An American tour guide once told me that Americans always want to visit The Laskett and Highgrove, so she takes them there so she can then take them on to good gardens. (You’ll be pleased to know that that included Veddw)
And apparently the sainted Christopher Lloyd said “Basically, Prince Charles’s tastes are very fussy and the plantings are all, and generally inappropriately, cottage gardening.”
James Alexander-Sinclair (an RHS Vice-President, awarded the Veitch Memorial Medal for outstanding contribution to horticulture in 2022. He is the RHS Ambassador for Garden Design and a Fellow of the Society of Garden Designers) said: “if the truth be told it is very much a curate’s egg of a garden in that parts of it are fine but most of it is a bit of a hodge podge.”
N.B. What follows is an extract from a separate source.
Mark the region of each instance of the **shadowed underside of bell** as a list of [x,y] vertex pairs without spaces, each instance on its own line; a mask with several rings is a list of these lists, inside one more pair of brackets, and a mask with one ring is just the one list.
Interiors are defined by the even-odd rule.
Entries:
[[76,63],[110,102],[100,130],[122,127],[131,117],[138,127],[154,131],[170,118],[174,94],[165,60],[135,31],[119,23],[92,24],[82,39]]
And I’m sorry to have to tell you that we were not allowed to take photos. If you want to see what it looks like – in professional, selected images) you must visit the website.
It occurred to me that the garden is in many ways like the man.
To begin with it is, of course, as you will have gathered, swamped in essential security, just as the King must be. Hence no photos. You have to go on a guided tour, which once again confirmed my prejudices against being escorted round a garden. We could have read most of the information we received from the guide book (sorry – can’t show you that) and without a guide we could have taken our time, sat in some seats, enjoyed views, gossiped anonymously and maliciously about what we were looking at.
I don’t think our King is very flowery, and neither was his garden. It was in early October, but we still have loads of flowers in our garden, so it seems to be predominantly a tree and shrub garden, with a flowery meadow which was well mowed (as our is) at this time of year.
Is the King in rather poor taste? Well, I’m not sure about that. Most of us like having a King. But in his garden we could have done without the rather unpleasant lump of Bannerman design ornament in the Stumpery which was exacerbated by the addition of a portrait of the late Queen’s mother, surrounded by pockmarked masonry designed to echo the pockmarked Bannerman ornament. The stumps are mostly hidden by overgrowth now, which I trust the King is not. (Maybe I wasn’t looking hard enough. There were one or two little newish ones)
The King is, I think, appropriately quiet(ish) and perhaps a bit dull. We are grateful for this in the UK. He has occasional eccentricities and so does the garden – a Thyme Walk which I think has never quite worked. Elephants in the bit outside the garden.
He is healthy and worthy, and so is the garden apart from, sadly, a bit of box blight and a National Collection of Hostas which are totally and horribly slug ridden. (Sorry – you will have to imagine this. No-one has taken a professional picture of the holey hostas.)
The garden is totally organic (there are organic slug baits but no-one seems to like them) and has lots of veggies. Unlike one of your presidents he no doubt eats his broccoli, because he’s good like that. And so the garden no doubt has broccoli too.
But there’s no wow factor. I like excitement in a garden. However, I would understand if the King has quite enough excitement elsewhere in his life. And, “At my age, one must ration one’s excitement,” as Lady Grantham once said in Downton Abbey.
It was quite a nice afternoon out. The sun shone and we had a good tea in Tetbury. Though I might have got a bit moody, because I walked out of one café which didn’t please me enough. I think I needed a little lift by then. Toasted teacake did it.